## Diagram: 4-Token Prediction Architecture
### Overview
The diagram illustrates a multi-head architecture for 4-token prediction tasks. Inputs are processed through a shared layer, then distributed across four specialized heads (Head 1–4). Each head predicts a subset of tokens (2–8), with some tokens discarded at inference or used to accelerate the model up to 3× speed.
### Components/Axes
- **Inputs**: Labeled 1–4, feeding into the shared layer.
- **Shared Layer**: Central processing unit for all heads.
- **Heads**:
- Head 1: Predicts tokens 2–4.
- Head 2: Predicts tokens 2–5.
- Head 3: Predicts tokens 3–6.
- Head 4: Predicts tokens 4–7.
- **Tokens**: Numbered 1–8, with tokens 2–8 distributed across heads.

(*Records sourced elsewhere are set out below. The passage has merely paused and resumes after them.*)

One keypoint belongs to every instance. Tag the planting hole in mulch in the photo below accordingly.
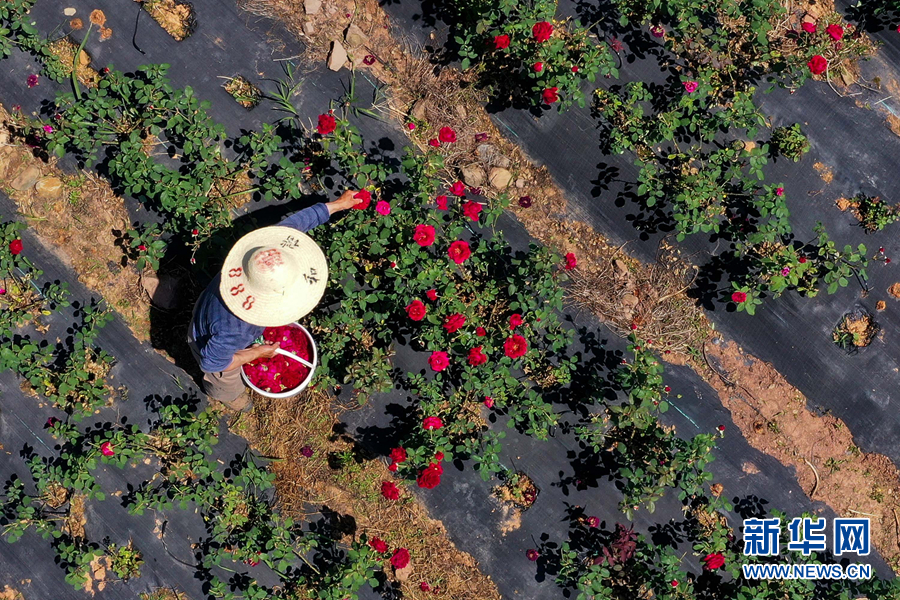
(63, 51)
(244, 93)
(176, 17)
(517, 489)
(856, 330)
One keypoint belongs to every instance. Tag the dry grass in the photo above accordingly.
(306, 486)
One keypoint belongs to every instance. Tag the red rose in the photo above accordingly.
(327, 124)
(542, 31)
(389, 490)
(400, 559)
(379, 545)
(550, 95)
(430, 476)
(458, 188)
(459, 251)
(817, 64)
(515, 346)
(447, 135)
(713, 561)
(429, 423)
(454, 322)
(439, 360)
(364, 197)
(416, 310)
(471, 210)
(424, 235)
(398, 455)
(477, 357)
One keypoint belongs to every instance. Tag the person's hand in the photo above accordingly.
(345, 202)
(266, 350)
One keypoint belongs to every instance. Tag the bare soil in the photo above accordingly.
(776, 419)
(82, 223)
(175, 17)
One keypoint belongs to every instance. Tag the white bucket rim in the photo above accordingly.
(304, 383)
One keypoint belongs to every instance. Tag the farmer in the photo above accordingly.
(271, 277)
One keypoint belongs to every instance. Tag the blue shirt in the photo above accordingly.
(217, 332)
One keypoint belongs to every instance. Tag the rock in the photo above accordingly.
(492, 156)
(49, 187)
(354, 36)
(500, 178)
(337, 57)
(418, 109)
(26, 179)
(162, 292)
(473, 176)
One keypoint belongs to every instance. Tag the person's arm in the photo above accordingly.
(242, 357)
(315, 215)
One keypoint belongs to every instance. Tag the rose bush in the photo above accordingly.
(523, 55)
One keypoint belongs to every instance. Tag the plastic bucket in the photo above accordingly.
(311, 365)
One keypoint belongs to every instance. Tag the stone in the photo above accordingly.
(26, 179)
(337, 57)
(354, 36)
(500, 178)
(492, 156)
(473, 175)
(418, 109)
(163, 291)
(48, 187)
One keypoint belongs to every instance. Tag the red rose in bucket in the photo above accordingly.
(280, 373)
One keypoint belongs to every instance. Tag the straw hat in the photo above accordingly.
(273, 276)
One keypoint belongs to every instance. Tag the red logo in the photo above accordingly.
(267, 259)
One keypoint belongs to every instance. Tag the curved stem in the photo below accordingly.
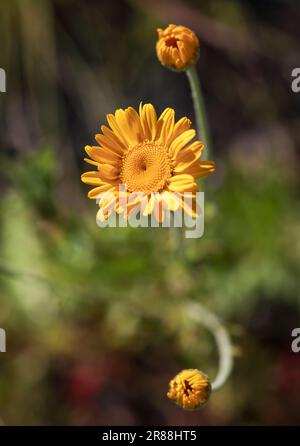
(222, 338)
(200, 113)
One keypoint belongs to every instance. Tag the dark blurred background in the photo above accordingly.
(94, 319)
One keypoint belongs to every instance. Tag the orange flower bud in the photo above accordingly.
(177, 47)
(190, 389)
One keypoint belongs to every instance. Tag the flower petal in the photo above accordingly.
(188, 156)
(109, 172)
(201, 169)
(101, 155)
(167, 117)
(181, 141)
(183, 183)
(148, 121)
(92, 178)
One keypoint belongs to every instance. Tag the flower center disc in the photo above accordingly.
(146, 168)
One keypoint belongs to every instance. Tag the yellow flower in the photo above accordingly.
(177, 47)
(151, 156)
(190, 389)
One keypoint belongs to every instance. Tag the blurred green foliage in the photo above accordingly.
(94, 317)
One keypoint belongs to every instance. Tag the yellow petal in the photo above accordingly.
(172, 200)
(94, 193)
(110, 141)
(181, 141)
(167, 117)
(92, 178)
(109, 172)
(101, 155)
(201, 169)
(183, 183)
(181, 126)
(148, 120)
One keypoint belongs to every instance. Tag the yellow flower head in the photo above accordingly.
(177, 47)
(152, 156)
(190, 389)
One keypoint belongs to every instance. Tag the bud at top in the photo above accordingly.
(190, 389)
(177, 47)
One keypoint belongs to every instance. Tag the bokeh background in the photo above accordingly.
(94, 319)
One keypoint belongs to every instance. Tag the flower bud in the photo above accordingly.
(190, 389)
(177, 47)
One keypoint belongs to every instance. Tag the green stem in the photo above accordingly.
(199, 107)
(222, 338)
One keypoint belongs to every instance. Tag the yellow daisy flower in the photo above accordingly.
(177, 47)
(190, 389)
(153, 157)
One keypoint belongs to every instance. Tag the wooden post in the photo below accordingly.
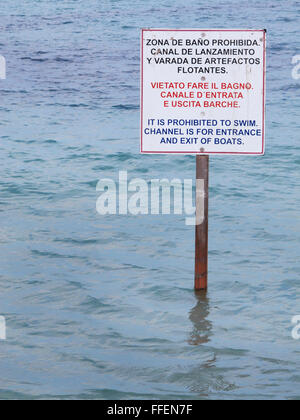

- **Discarded Tokens**: Tokens 5–8 (Head 1), 6–8 (Head 2), 7–8 (Head 3), and 8 (Head 4) are marked as discarded or used for speedup.
### Detailed Analysis
- **Token Distribution**:
- Head 1: Tokens 2–4 (no discards).
- Head 2: Tokens 2–5 (discards 6–8).
- Head 3: Tokens 3–6 (discards 7–8).
- Head 4: Tokens 4–7 (discards 8).
- **Legend**: Discarded tokens (pink) or speedup tokens (green).
### Key Observations
- **Token Overlap**: Heads share overlapping token ranges (e.g., token 4 is processed by all heads).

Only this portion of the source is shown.